Genocide Organ, Shift, Ke/Hil,
Tho-So-AA
Samstag 17. April 2010, Club Lagerhof, Leipzig
Die Vorfreude auf dieses Konzert
war recht groß, schließlich spielen Genocide Organ nicht alle
Tage. Der Anlass, das 25-jährige Bühnenjubiläum ließ
zudem auf eine besondere Show hoffen. Also auf nach Leipzig in den Lagerhof.
Die Lokalität fand ich
erst nach einigem Suchen, was aber auch an meinem minderbemittelten Orientierungsvermögen
liegt. Man hätte sogar bis vor die Tür fahren können, wenn
man die Einfahrt gefunden hätte, was später den meisten gelang
und so konnte ich anhand der Kennzeichen bestaunen, dass aus ganz Deutschland
und Österreich, aus der Tschechei und sicher noch woanders her Gäste
angereist waren. Ein echtes Familientreffen, bei dem sich auch einige
Szene-Bekanntheiten unters Publikum mischten. Das Ganze wäre sicher
noch etwas bunter geworden, wenn dieser isländische Vulkan manchen
nicht in die Suppe gespuckt hätte.
Der Beginn der Veranstaltung
verzögerte sich leider um etwa zwei Stunden. Ursache war ein Unfall
des Technikers, was ich anfangs für eine alberne Ausrede hielt, letztendlich
stimmte es wohl doch. Lauf Diskussion im Krachkom-Forum geht es dem Herren
wieder gut - zum Glück hatte der Vorfall also keine schlimmen Folgen.

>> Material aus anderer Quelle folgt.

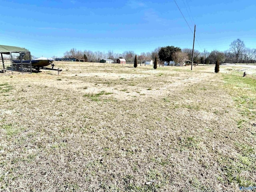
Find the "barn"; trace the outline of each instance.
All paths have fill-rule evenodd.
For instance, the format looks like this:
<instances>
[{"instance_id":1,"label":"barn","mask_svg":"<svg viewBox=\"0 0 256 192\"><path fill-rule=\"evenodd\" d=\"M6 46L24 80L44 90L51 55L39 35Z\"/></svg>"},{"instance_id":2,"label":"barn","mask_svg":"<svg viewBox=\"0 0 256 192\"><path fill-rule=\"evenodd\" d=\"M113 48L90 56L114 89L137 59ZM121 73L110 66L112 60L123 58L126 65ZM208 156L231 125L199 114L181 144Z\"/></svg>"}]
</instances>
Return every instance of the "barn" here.
<instances>
[{"instance_id":1,"label":"barn","mask_svg":"<svg viewBox=\"0 0 256 192\"><path fill-rule=\"evenodd\" d=\"M114 63L114 60L112 59L102 59L100 61L100 63Z\"/></svg>"},{"instance_id":2,"label":"barn","mask_svg":"<svg viewBox=\"0 0 256 192\"><path fill-rule=\"evenodd\" d=\"M117 63L120 63L120 64L125 64L126 63L126 61L124 59L118 59L116 60Z\"/></svg>"},{"instance_id":3,"label":"barn","mask_svg":"<svg viewBox=\"0 0 256 192\"><path fill-rule=\"evenodd\" d=\"M152 65L153 60L146 60L146 65Z\"/></svg>"},{"instance_id":4,"label":"barn","mask_svg":"<svg viewBox=\"0 0 256 192\"><path fill-rule=\"evenodd\" d=\"M56 61L76 61L76 58L56 58Z\"/></svg>"}]
</instances>

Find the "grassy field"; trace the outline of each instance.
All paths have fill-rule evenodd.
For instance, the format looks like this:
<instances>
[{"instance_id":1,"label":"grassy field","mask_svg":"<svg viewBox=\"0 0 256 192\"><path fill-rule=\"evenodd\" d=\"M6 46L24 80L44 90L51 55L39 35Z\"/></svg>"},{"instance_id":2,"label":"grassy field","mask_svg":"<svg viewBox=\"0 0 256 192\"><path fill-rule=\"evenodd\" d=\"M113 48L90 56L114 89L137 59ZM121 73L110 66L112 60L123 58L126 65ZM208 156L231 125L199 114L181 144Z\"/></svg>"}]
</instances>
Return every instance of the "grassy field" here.
<instances>
[{"instance_id":1,"label":"grassy field","mask_svg":"<svg viewBox=\"0 0 256 192\"><path fill-rule=\"evenodd\" d=\"M256 70L55 63L0 74L0 191L256 186Z\"/></svg>"}]
</instances>

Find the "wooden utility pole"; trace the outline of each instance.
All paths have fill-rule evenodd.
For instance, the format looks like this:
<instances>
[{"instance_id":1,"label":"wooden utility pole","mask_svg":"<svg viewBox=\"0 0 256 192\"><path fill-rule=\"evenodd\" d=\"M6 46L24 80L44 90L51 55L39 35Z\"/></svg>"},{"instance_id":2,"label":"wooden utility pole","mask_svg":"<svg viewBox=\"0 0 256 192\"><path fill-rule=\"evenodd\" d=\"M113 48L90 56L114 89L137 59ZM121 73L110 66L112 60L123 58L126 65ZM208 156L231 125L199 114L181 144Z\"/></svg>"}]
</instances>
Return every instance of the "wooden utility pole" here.
<instances>
[{"instance_id":1,"label":"wooden utility pole","mask_svg":"<svg viewBox=\"0 0 256 192\"><path fill-rule=\"evenodd\" d=\"M203 64L203 66L204 65L204 59L205 58L205 49L204 50L204 64Z\"/></svg>"},{"instance_id":2,"label":"wooden utility pole","mask_svg":"<svg viewBox=\"0 0 256 192\"><path fill-rule=\"evenodd\" d=\"M196 35L196 25L195 25L195 31L194 32L194 41L193 42L193 50L192 51L192 62L191 63L191 70L194 62L194 46L195 44L195 36Z\"/></svg>"}]
</instances>

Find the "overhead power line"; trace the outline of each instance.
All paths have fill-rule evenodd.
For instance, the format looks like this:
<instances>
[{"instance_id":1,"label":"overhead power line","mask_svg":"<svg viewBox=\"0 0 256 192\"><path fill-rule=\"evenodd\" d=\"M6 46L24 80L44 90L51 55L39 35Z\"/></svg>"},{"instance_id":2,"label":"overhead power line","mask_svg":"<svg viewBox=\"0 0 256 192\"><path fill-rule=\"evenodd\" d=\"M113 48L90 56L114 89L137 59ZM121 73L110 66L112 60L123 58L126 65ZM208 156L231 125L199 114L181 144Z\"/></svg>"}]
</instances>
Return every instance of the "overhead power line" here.
<instances>
[{"instance_id":1,"label":"overhead power line","mask_svg":"<svg viewBox=\"0 0 256 192\"><path fill-rule=\"evenodd\" d=\"M188 26L189 28L189 29L190 29L190 31L191 32L191 33L192 33L192 34L193 34L193 35L194 35L194 32L193 32L193 31L191 29L191 28L190 28L190 26L189 26L189 24L188 24L188 23L187 21L187 20L186 19L186 18L185 18L185 17L184 16L184 15L183 15L183 14L182 13L182 12L181 11L181 10L180 10L180 7L179 7L179 6L178 5L178 4L177 4L177 2L176 2L176 1L175 0L173 0L175 2L175 4L176 4L176 5L177 6L177 7L178 7L178 8L179 9L179 10L180 10L180 13L182 15L182 16L183 17L183 18L185 20L185 21L186 21L186 22L187 23L187 24L188 25ZM198 42L198 41L197 40L197 39L196 38L196 42L197 42L197 43L198 44L198 46L199 46L199 48L200 48L200 49L202 51L203 50L201 48L201 46L200 46L200 45L199 44L199 42Z\"/></svg>"},{"instance_id":2,"label":"overhead power line","mask_svg":"<svg viewBox=\"0 0 256 192\"><path fill-rule=\"evenodd\" d=\"M180 10L180 8L179 7L179 6L178 5L178 4L177 4L177 3L176 2L176 1L175 1L175 0L173 0L174 1L174 2L176 4L176 5L177 5L177 6L178 7L178 8L179 9L179 10L180 10L180 13L181 13L181 14L182 15L182 16L183 17L183 18L184 18L184 20L185 20L185 21L186 21L186 22L187 23L187 24L188 24L188 27L190 29L190 31L192 33L192 34L193 34L194 35L194 32L193 32L193 31L192 31L192 30L191 29L191 28L190 28L190 26L188 24L188 22L186 20L186 18L185 18L185 17L184 16L184 15L183 15L183 14L182 13L182 12L181 11L181 10Z\"/></svg>"}]
</instances>

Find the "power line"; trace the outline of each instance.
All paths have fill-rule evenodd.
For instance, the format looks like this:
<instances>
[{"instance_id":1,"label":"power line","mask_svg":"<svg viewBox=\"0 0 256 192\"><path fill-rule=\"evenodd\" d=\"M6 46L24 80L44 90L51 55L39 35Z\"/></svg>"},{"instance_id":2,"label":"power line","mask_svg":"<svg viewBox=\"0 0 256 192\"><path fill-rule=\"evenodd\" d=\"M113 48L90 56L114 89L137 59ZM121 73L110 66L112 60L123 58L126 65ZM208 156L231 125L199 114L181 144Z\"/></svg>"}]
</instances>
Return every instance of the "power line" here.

Resultat der Verspätung war, dass man viel Zeit hatte, alte Bekannte
in Gespräche zu verwickeln, während sich der Platz vorm Lagerhof
gut füllte. Wie zu erwarten kam dann beim Einlass zu einem ordentlichen
Geschiebe und Gedränge; im Großen und Ganzen bewahrte das Publikum
jedoch Contenance, so dass alles reibungslos verlief.
Die Lokalität an sich
war recht schön, wenn auch vom Aufbau her wohl besser als Disko denn
für Liveperformances geeignet. Gerade das Podest vor der Bühne
war alles andere als eine gute Idee, da absehbar war, dass die hinten
Stehenden, hauptsächlich die Rücken der Podestler zu sehen bekommen.
Mit anderen Worten: Es hieß, sich in die Meute zu stürzen.
Bei SHIFT wollte ich dies noch
nicht tun. Die Musik war ganz OK aber eben nur Durchschnitt. Power Electronics
mit einem Schlag ins Ambiente. Auch die Ausstrahlung des Schreihalses
war alles andere als großartig - ich schaute mich lieber noch in
der Lokalität um und quatschte mit ein paar Leuten. Es gibt halt
einfach zu viele Projekte, die ähnlich klingen.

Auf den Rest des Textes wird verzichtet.